Overcoming the Liberals’ strategic advantage is where Mr. O’Toole’s own party could make life difficult for him.

There are plenty of openings to attack the Trudeau government: the molasses-like vaccination rollout, last year’s egregious WE scandal, the cynical prorogation of Parliament and silencing of the committees looking into the WE scandal, the illogical new gun legislation introduced this month, and the dangerously delayed and then bungled effort to screen and quarantine international travels, to name the highlights.

But if Mr. O’Toole wants to lead his party to victory, he will have do to more than hammer away at the Liberals’ failings. He will need to present ideas of his own, including those that can appeal to voters in Montreal and the Greater Toronto Area, two vote-rich places where his party was nearly shut out in the 2019 election, and where voters may not share the same concerns and complaints as the Conservatives’ more rural and Western base.

From the current looks of it, that won’t be easy. Mr. O’Toole has tried reaching out to broaden the base but, when he does, he gets resistance from his own caucus.

It’s partly his own fault. Campaigning for the party leadership, Mr. O’Toole portrayed himself as a tax-cutting “true blue” Conservative – he loudly opposed the federal carbon tax – who would “Take Back Canada.”

After becoming Leader, he also started going after “bad trade deals” and “corporate and financial elites, who are happy to outsource jobs abroad.” His sound bites were light on content, but the language was more than a little Trumpian.

Then, in January, after the attempted insurrection by supporters of Donald Trump at the U.S. Capitol, Mr. O’Toole hurriedly released a statement saying there is “no place for the far right” in his party. He positioned the Conservatives as “a moderate, pragmatic, mainstream party” that welcomes “all Canadians, regardless of race, religion, economic standing, education, or sexual orientation.”

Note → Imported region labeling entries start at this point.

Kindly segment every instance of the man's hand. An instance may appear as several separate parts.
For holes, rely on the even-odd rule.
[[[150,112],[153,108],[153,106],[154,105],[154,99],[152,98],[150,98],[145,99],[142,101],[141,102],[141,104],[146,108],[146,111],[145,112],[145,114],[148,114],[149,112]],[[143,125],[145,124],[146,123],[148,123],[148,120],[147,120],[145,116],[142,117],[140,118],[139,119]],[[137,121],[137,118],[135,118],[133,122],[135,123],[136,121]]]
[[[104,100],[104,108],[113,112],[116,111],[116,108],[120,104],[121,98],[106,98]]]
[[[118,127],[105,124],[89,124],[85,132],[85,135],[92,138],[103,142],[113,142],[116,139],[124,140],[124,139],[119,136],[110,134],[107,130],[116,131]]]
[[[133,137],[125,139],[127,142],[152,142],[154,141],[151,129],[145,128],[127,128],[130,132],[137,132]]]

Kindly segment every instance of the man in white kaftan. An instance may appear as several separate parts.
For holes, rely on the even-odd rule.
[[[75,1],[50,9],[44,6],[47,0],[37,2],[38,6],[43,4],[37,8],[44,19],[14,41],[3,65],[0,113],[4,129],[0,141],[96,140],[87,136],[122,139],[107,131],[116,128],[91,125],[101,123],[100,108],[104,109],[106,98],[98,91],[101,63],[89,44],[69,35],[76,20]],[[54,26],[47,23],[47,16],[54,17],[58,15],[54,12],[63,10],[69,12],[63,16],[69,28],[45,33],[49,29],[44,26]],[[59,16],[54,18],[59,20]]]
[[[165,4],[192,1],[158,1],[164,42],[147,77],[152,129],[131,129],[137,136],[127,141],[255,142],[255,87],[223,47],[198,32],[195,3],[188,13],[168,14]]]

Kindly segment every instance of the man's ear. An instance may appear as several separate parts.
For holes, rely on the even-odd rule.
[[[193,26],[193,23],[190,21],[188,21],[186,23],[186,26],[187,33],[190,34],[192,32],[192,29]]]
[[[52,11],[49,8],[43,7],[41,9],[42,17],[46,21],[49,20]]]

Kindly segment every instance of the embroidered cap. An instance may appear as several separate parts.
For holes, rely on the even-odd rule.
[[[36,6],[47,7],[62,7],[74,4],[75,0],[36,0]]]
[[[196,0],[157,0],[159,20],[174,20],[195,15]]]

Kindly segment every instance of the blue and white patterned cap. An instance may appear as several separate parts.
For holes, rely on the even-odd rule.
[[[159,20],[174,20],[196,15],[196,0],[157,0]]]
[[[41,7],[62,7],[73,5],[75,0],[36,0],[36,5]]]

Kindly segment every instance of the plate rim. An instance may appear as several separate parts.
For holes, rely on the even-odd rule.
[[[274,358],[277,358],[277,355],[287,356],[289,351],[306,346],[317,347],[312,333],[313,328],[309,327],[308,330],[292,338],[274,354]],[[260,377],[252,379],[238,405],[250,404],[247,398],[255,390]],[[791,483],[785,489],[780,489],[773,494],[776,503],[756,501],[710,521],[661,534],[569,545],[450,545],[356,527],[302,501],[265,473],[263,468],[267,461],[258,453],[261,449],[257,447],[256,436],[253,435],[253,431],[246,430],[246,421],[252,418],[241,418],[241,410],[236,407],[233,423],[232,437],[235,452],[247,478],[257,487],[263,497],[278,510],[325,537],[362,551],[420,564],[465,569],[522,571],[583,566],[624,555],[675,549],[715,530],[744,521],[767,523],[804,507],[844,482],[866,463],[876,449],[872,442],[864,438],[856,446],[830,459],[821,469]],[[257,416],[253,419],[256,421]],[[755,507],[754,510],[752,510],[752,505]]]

That’s not something the Leader of Canada’s government-in-waiting should ever have to say. But Mr. O’Toole is under pressure from some Conservative MPs to support viewpoints, many imported from the United States, that appeal to their voters, and with which he himself has flirted.

The result can be seen in the latest polls. Liberal support is dropping, but so is support for the Conservatives. Liberal failures aren’t benefiting the Tories. Too many Canadians do not see them as their alternative.

Mr. O’Toole is today caught between a rock – the Liberals’ electoral machinations – and the hardening of his party’s base. One of them has to give way for the Conservatives to succeed, and it’s not going to be the Liberals.